MWD, which supplies water to 16 million people in six counties, is the biggest recipient of water from the State Water Project and has expressed concern for years about high salinity and other pollution found in the water being pumped into the aqueduct from the delta.

MWD officials say the high salinity hampers reclamation and recycling efforts, both of which are aimed at reducing the amount of water Southern California takes from Northern California. Desalinization is expensive and creates an environmentally destructive byproduct, brine.

Valerie Holcomb, spokeswoman for CalFed director Lester Snow, said the MWD protest is not unexpected. Other agencies have made the opposite protest.

"Last week we had a hearing in Stockton where people are concerned that CalFed is just a way to get water from the north to the south," Holcomb said. "Everyone in the process seems to believe CalFed is serving the best needs of somebody else."

In March, CalFed officials unveiled three alternative plans to improve the delta, which provides drinking water for 22 million people and irrigation for the state's $25-billion-a-year agricultural industry.

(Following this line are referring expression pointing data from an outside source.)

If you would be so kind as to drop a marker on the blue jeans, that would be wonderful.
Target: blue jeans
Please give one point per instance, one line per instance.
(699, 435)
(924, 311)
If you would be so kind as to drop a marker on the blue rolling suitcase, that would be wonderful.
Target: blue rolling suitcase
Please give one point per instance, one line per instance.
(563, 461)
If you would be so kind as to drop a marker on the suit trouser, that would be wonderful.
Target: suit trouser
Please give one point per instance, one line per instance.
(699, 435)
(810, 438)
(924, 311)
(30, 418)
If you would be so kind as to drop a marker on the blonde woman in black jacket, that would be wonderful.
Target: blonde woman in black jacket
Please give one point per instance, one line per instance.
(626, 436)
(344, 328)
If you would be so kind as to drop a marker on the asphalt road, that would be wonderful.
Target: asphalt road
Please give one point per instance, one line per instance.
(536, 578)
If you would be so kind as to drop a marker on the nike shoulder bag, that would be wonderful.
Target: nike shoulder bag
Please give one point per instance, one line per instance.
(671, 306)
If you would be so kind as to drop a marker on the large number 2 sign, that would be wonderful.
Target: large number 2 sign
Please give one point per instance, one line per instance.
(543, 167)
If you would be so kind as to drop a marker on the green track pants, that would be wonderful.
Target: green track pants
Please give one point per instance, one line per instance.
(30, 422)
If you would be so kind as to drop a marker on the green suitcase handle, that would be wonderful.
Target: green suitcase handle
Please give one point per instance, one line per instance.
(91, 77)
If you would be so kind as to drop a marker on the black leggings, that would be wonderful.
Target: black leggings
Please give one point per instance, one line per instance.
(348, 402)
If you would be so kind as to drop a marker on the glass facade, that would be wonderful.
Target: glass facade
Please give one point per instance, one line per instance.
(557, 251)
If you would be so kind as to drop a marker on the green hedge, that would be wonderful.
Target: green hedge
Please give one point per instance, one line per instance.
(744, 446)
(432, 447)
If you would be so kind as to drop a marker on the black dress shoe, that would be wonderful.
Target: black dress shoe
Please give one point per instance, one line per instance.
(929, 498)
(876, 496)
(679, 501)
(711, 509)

The first two alternatives involved cleaning up tributaries, flood control, siltation control and reclamation. The third alternative was for a Peripheral Canal, which had been redubbed the Open Channel Isolated Facility.

At a series of hearings held to see how the political winds were blowing, CalFed officials were again bombarded by concerns that the canal would encourage reckless water use in the south, the same fears that killed canal proposals in 1964 and 1982.

In mid-June, after a meeting in Sacramento, Gov. Pete Wilson and Secretary of the Interior Bruce Babbitt issued a joint statement emphasizing the urgency in fixing the delta and urging CalFed officials to select from among the three alternatives by year's end so that work could begin quickly.

But the joint statement also indicated that the idea of a north-south canal around the delta was being put on the back burner in favor of less politically volatile ideas. The statement indicated that a canal might be considered after seven to 10 years, but MWD officials are reading it as a death knell for the idea.

The Wilson-Babbitt statement was a setback for MWD, which has supported the CalFed process, underwritten many of its conservation and planning efforts, and tried to forge a coalition with Northern California cities and Central Valley farmers.

CalFed officials are set to issue the latest in their planning reports next month, with a full environmental report on future plans scheduled for December. MWD officials hope their protest will persuade CalFed to revive the canal proposal.